The end of adolescence, not as a "computer-enhanced hallucination" but a prophecy connecting battlefield and arcade. Reagan's America, Spielberg's suburbia, where the idea of human beings replaced by machines in missile silos is abstrusely reflected in a lecture on asexual reproduction. The Seattle high-schooler (Matthew Broderick) is a tech-head in with the geeks (Eddie Deezen is an obligatory sight), he hacks into the Pentagon's defense system hoping to play a new video-game and nearly triggers World War III, "a classic case of recruitment by the Soviets." The joke is that Armageddon is interrupted so that the whiz-kid can take out the garbage, the government is not amused—the paranoid elders (Dabney Coleman, Barry Corbin, Dennis Lipscomb, James Tolkan) insist on espionage conspiracies, meanwhile the mecha-brain has a bit of trouble separating simulation from reality when it comes to "global thermonuclear war." John Badham's eponymous games include the glances of awkward yearning between the protagonist and his classmate (Ally Sheedy), teenagers negotiating their burgeoning desire while rampant warheads threaten to vaporize the planet.
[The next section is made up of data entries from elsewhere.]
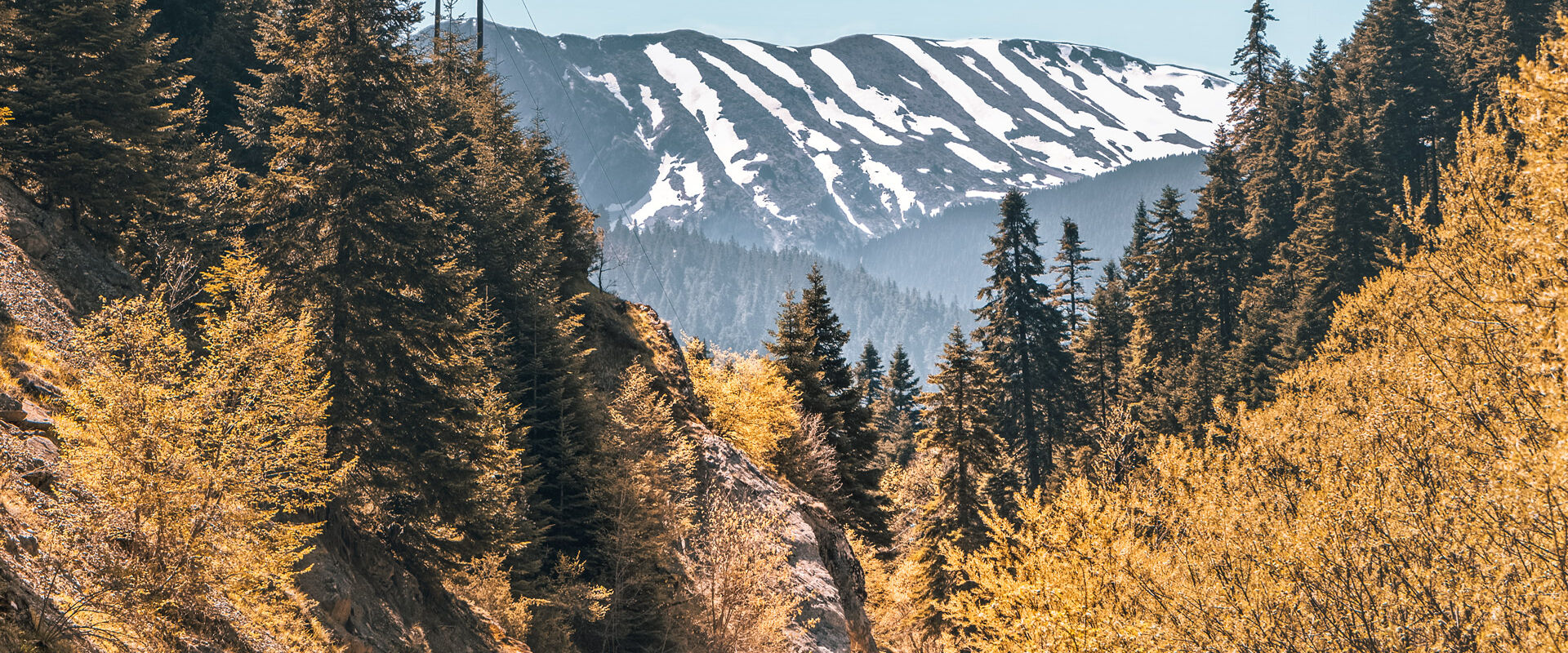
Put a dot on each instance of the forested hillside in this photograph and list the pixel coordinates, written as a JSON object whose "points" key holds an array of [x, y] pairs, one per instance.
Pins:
{"points": [[728, 295], [303, 351], [944, 254], [345, 383]]}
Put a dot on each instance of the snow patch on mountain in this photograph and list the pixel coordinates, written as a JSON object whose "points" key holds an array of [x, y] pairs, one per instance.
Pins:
{"points": [[825, 146]]}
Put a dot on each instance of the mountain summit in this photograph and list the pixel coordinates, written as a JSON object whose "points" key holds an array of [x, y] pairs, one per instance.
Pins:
{"points": [[828, 146]]}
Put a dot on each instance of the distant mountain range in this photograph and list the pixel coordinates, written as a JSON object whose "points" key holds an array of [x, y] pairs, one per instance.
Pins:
{"points": [[831, 146]]}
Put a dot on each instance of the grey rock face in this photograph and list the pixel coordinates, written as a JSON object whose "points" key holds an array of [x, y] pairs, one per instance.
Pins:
{"points": [[828, 146]]}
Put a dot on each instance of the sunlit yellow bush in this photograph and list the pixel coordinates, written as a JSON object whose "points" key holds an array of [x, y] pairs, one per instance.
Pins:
{"points": [[748, 400], [1404, 494], [206, 464]]}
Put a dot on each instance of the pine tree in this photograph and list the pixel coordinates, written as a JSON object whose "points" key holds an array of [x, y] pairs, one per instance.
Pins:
{"points": [[1073, 267], [216, 41], [1476, 38], [961, 431], [1220, 267], [1136, 257], [506, 204], [1399, 99], [352, 215], [1102, 351], [1266, 158], [1167, 320], [898, 412], [1021, 334], [809, 344], [869, 375]]}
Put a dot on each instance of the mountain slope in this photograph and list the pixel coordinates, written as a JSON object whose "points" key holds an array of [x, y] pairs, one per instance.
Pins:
{"points": [[944, 254], [833, 144], [729, 295]]}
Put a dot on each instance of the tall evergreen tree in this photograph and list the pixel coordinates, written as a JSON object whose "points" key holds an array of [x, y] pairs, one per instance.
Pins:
{"points": [[216, 41], [869, 375], [898, 411], [1021, 334], [809, 344], [961, 431], [1401, 100], [1222, 255], [1266, 158], [1101, 353], [499, 196], [1254, 61], [1136, 257], [352, 213], [1073, 269], [1476, 38], [1167, 315]]}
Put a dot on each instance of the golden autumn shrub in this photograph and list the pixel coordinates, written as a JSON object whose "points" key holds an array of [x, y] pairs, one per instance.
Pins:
{"points": [[1405, 492], [750, 403], [206, 464]]}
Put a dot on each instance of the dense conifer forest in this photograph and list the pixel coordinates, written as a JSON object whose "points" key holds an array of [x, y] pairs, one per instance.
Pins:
{"points": [[363, 390]]}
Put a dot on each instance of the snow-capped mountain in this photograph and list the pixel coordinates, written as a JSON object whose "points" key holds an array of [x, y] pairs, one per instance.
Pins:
{"points": [[828, 146]]}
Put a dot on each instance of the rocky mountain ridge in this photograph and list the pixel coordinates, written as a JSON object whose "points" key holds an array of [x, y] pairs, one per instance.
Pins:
{"points": [[828, 146]]}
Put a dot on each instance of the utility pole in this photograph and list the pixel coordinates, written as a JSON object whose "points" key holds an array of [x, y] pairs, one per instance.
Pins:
{"points": [[479, 25]]}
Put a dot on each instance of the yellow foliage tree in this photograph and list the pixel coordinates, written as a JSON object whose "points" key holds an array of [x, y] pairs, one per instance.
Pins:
{"points": [[750, 403], [742, 598], [1404, 492], [645, 494], [206, 465]]}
In their introduction to the adult world, children are welcomed by super-machines as long-lost creators and learn of humanity's extinction from the designer (John Wood) who's taken refuge among the dinosaurs. The "DEFCON" sign glowing above the control room, the unlearnable lesson of futility. Fail-Safe, 2001: A Space Odyssey, Colossus: The Forbin Project, it all goes into a finale that contemplates mutual annihilation by transmuting the climax of Close Encounters of the Third Kind into electronic fireworks. Warfare boiled down to the inanities of tic-tac-toe, with chess as the wise alternative. The trigger-happy general has the Luddite punchline: "Just unplug the goddamn thing!" With Juanin Clay, Kent Williams, Joe Dorsey, Maury Chaykin, and Michael Madsen.